Oscar thinks back to the past month, starting from the day he arrived at camp.
It’s a lot for someone who’s barely thirteen. First, he’s parted from his mother and sisters, not even fully allowed to know why. Then he gets taken here, some camp that’s supposedly magical, filled with people that are half gods and then he’s told that he’s half god himself. And his best friend for the past year? He’s half goat and twice Oscar’s age, sworn to protect Oscar from the horrors that are brought about by being what he is. A demigod, as Oscar soon learned.
Strangely enough, out of all this, Oscar’s still mostly peeved that Fred is twenty-eight and didn’t say a thing until prompted by Chiron.
The water splashes against Oscar’s sneakers but the patch of water on the canvas material disappears in an instant. Oscar sighs, gazing at the water, wondering if his father is somehow around.
“You ever talk to your dad? Or, I don’t know, see him? In your dreams or otherwise?” Oscar asks, turning to Lando.
Lando pauses mid-chew and meets Oscar’s eyes. He clears his throat, a hand coming up to rub at the back of his neck. There’s a hesitance in the way Lando opens his mouth and closes it again a moment later.
“Yes. I mean, I used to. Sometimes. I still do. Kind of.” Lando stutters through his words, laughing nervously.
Oscar quirks an eyebrow. “So…do you?”
Lando sighs, perching himself on top of some boulders. Oscar checks to see that no one’s coming their way and follows, pressing his arm against Lando’s. They sit together like that for a while, watching the water, the red of their team flag fluttering gently in the wind.
Oscar risks a peek at Lando but the latter is too busy contemplating, eyes darting anywhere and everywhere. He doesn’t notice as Oscar follows the curve of his sharp nose, interrupted only by the scar he got after a nasty sparring session with Max. The slight parting of his lips, steady breaths escaping through, uncharacteristically quiet as Lando continues to find the right words.
“It used to be better when I was younger,” Lando admits. “He used to visit me and my mum a lot back home. She would always wait up for him and he’d leave gifts for me. Small stuff at first, then a small dagger on my tenth birthday. A chest of drachmas. Then the shoes.”
Oscar smiles as he remembers the pair of flashy sneakers in Lando’s cabin, red and perpetually shiny. Winged, as Oscar found out a few seconds after putting them on.

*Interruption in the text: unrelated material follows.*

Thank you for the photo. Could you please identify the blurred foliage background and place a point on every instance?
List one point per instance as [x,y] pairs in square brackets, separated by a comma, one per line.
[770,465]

“I didn’t understand all of it then. I just thought he came to visit because he wanted to make up for lost time. Mum always said he was from here so he couldn’t see us in the U.K. The day I got my shoes was the day that the very first monster came and I had to go.”
Oscar waits patiently as Lando pauses, picking at his fingernails now.

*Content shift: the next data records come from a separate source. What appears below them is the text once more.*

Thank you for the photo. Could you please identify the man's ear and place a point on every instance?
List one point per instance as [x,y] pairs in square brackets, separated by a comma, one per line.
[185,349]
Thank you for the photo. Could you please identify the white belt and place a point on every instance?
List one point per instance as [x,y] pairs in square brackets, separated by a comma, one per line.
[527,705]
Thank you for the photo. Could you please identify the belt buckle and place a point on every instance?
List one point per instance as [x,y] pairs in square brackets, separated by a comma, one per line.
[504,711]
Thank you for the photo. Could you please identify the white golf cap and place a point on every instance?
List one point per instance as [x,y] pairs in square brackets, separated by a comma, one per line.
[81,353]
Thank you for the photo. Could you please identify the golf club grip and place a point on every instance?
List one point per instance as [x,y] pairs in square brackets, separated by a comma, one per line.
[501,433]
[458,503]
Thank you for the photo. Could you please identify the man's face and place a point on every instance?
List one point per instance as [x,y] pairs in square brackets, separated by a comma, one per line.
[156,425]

“When I got here, everything just sort of…stopped. Not completely, just enough that I started to think I’d done something wrong,” Lando recounts, eyebrows pulling together.

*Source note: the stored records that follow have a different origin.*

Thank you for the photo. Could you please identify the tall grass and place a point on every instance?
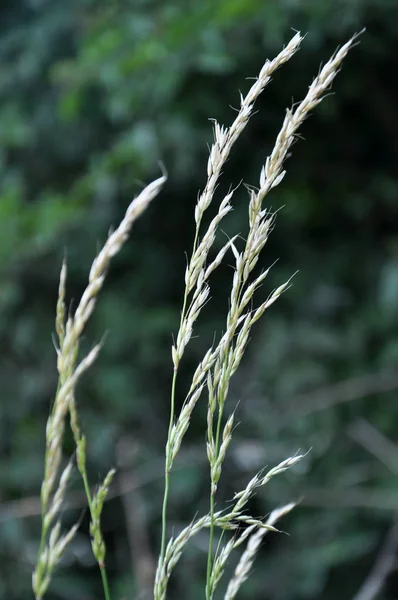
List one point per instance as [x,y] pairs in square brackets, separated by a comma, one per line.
[211,379]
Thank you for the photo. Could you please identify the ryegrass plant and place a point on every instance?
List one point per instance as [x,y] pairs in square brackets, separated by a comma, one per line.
[213,374]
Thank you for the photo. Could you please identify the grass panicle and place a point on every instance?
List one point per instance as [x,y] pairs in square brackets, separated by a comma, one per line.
[212,376]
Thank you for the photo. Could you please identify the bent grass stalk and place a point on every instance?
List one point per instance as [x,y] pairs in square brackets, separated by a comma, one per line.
[211,376]
[69,331]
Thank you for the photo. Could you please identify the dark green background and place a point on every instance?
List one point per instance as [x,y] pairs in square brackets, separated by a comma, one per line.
[92,96]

“He claimed me pretty much immediately after I arrived and then started visiting me in my dreams a few times. And then once, here. On this beach,” Lando continues, gesturing vaguely around them.
“He told me he’s looking after mum while I’m away but it’s best if I stayed here year-round because it would break her if I had to keep leaving. And I believed him. I really thought he had my and my mum’s best interests in mind. Until I came back last year to find her…she was…”
Lando pauses, shaking his head as if warding off a bad memory.
Oscar claps Lando on the back reassuringly. “You don’t have to tell me that again. Once was enough.”
Lando sniffles as his eyes turn misty. “I didn’t tell you the whole truth, though.”
“What?” Oscar asks, peering at Lando’s face.
Lando swallows, taking a few deep breaths. Oscar doesn’t press, letting Lando collect his thoughts.
“I told you that she was depressed when I came back,” Lando says. “It was more than that. It was bad, Osc. She was…she wasn’t there. Not anymore.”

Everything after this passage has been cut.